Another nearby southern U.S. airport has gained a fair amount of publicity—and rightfully so—for its new display installation. The Charlotte Douglas International Airport recently completed a $200 million renovation and expansion of Concourse A, which included the installation of a 2.5 mm NanoLumens Engage Series LED display that sits inside the concourse and stretches 140 feet wide by 10 feet high; two additional 4.7 mm NanoLumens Performance Series displays in oddly shaped corners at the end of Concourse A are visible both inside and outside the airport. Using digital artist Refik Anadol’s unique “data sculptures,” the piece, titled “Interconnected,” turns the airport’s invisible patterns of data into captivating content.
“The art is telling the story of how we’re all interconnected — through our phones, through baggage check-in, through flight data,” said Frank Milesky, Southeast Area director for Cenero, the integration firm on the project. “It’s a living, breathing piece of art, and you’re sucked in. It’s very cool, a good distraction in your day.”
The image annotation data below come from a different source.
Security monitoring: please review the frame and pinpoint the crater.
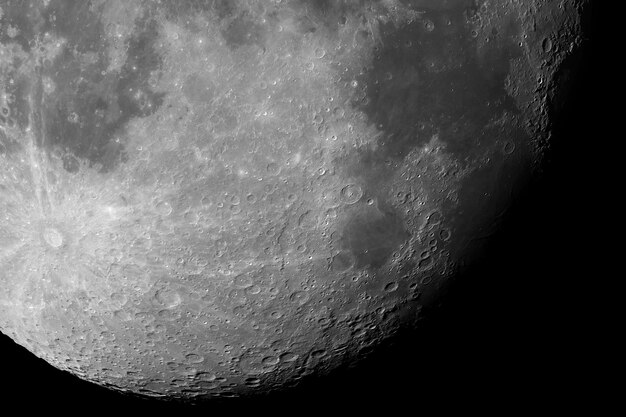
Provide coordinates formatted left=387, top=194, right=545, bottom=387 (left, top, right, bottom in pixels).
left=43, top=227, right=63, bottom=249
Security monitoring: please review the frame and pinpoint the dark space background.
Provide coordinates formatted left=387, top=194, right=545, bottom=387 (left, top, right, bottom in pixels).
left=0, top=4, right=599, bottom=414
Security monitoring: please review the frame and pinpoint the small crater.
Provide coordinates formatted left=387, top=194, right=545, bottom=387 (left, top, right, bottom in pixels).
left=43, top=227, right=63, bottom=249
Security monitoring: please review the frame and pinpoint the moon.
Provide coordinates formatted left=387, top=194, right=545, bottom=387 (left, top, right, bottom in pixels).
left=0, top=0, right=589, bottom=401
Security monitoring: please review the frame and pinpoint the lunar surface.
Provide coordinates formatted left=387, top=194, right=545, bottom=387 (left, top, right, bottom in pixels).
left=0, top=0, right=589, bottom=400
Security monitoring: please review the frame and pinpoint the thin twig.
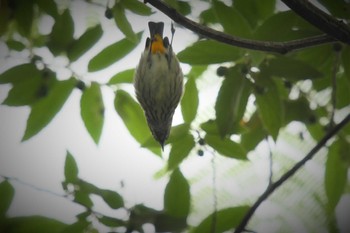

This installation, and the others, are more than just distractions, however. More than 44 million travelers move through Charlotte Douglas International Airport annually, and this piece of art is leaving an impression. They share photos and videos with friends, or the press stops by to cover the art opening—it all adds up to a significant bit of marketing that an integrator might not experience with a “standard” signage installation.
“Airports open new terminals all the time, throughout the world,” said Milesky. “So the response has far exceeded our expectations as a company. Every time it is shared, it’s also telling a story of art in transportation, of our airport, and of the partners involved.”